1) Allgemeines zur Verordnung
Da es sich um eine Verordnung und nicht um eine Richtlinie handelt, besitzt sie in den Mitgliedstaaten unmittelbare Geltung. Die zurzeit in Deutschland anzuwendende Lebensmittelkennzeichnungsverordnung wird mit Geltungsbeginn der LMIV von dieser abgelöst. Im Übrigen ermächtigt die LMIV zu sog. delegierten Rechtsakten3) oder Durchführungsverordnungen,4) die die LMIV weiter konkretisieren sollen. Daher wird man auch die weiteren Entwicklungen beobachten müssen.

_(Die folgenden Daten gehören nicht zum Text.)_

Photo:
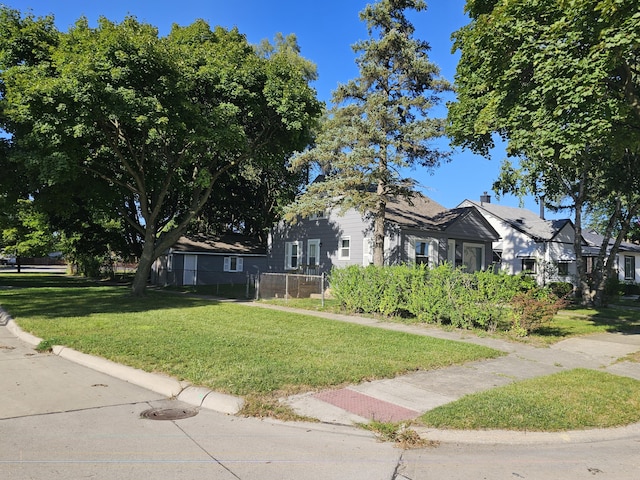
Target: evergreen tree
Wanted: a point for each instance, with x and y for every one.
(379, 125)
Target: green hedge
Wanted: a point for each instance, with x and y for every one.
(445, 295)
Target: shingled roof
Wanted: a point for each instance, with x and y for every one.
(525, 220)
(422, 213)
(231, 244)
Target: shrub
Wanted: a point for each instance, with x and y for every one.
(533, 309)
(445, 295)
(561, 289)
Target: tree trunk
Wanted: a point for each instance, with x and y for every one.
(378, 227)
(147, 258)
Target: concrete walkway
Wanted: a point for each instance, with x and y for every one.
(408, 396)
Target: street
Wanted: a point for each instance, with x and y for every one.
(60, 420)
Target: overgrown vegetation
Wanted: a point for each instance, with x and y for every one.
(446, 295)
(225, 346)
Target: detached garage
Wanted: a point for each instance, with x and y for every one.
(202, 260)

2) Inhalt und Zweck der Verordnung
Die Verordnung bestimmt, dass alle Lebensmittel in bestimmter Weise mit nötigen Informationen gekennzeichnet werden sollen. Dies soll dem Verbraucherschutz, aber auch dem Gesundheitsschutz dienen. Dem Verbraucher soll insbesondere die Möglichkeit eröffnet werden, mit diesen Informationen »eine fundierte Wahl zu treffen«.5)
3) Welche Lebensmittel werden erfasst?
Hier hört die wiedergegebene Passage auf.